I have a dataset with the following types of predictors:
What is the best way to set up a regression model that includes these different types of variable?
The lm() procedure in R handles the entire range of linear models, not just multiple regression. All you have to do is make sure your predictors are set up to be of the right type.
Binary is the special case of nominal where the number of levels is two.
Nominal variables must be set to mode factor. They can be coerced to factors from character variables by using factor(). Note that linear models use one of the levels as a baseline, so it effectively disappears. By default this will be the first in your list of levels.

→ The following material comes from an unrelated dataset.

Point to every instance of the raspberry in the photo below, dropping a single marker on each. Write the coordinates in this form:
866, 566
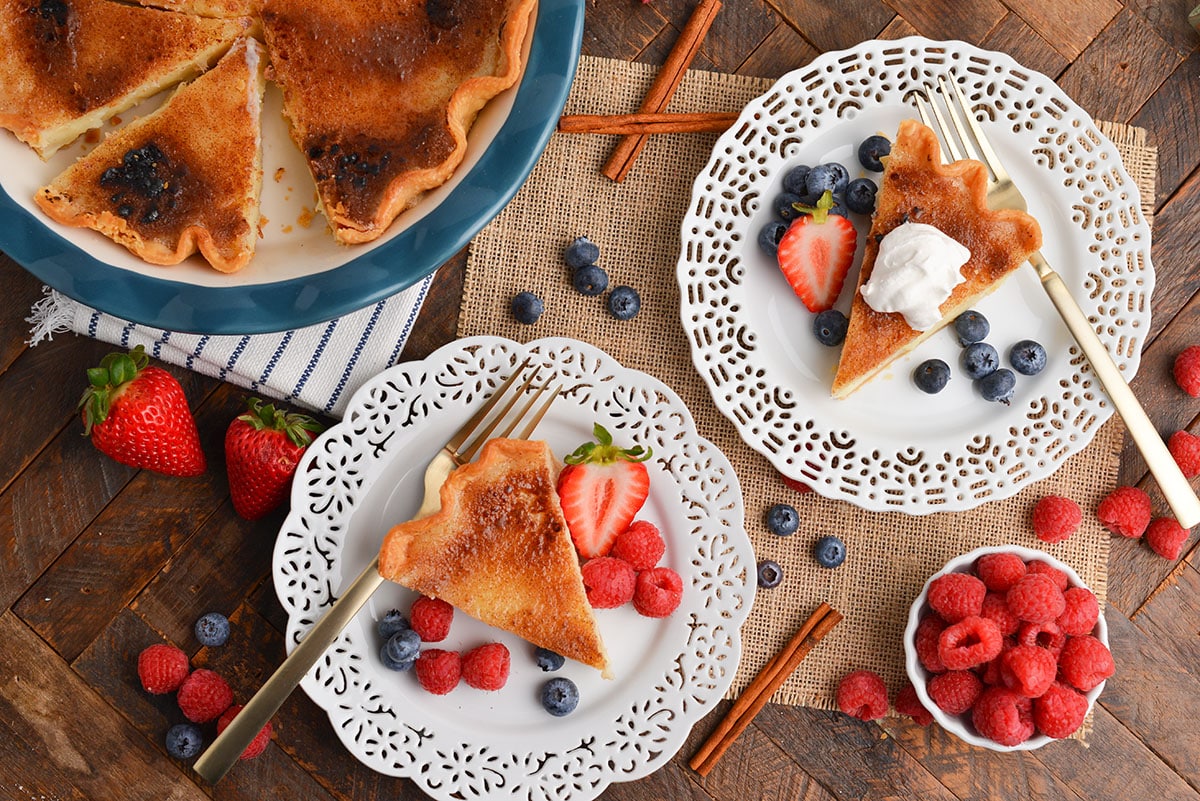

If you don't specify the order of the levels they will be put in alphabetic order. You can change the order using relevel().
For ordinal data you need them to be ordered factors. Use ordered() to coerce characters or factors to ordered factors.
For continuous predictors you want the predictor to be a double. Use double() to enforce this.
As the comments suggest, it is only by fully understanding and specifying your research design that you will establish what regression method best corresponds to your data.
In the case where your DV is a categorical variable, which seems likely if you are dealing with social data, I would recommend reading extensively from Long and Freese to make an informed choice. Long and Freese use Stata, but equivalent commands exist in both R and SPSS.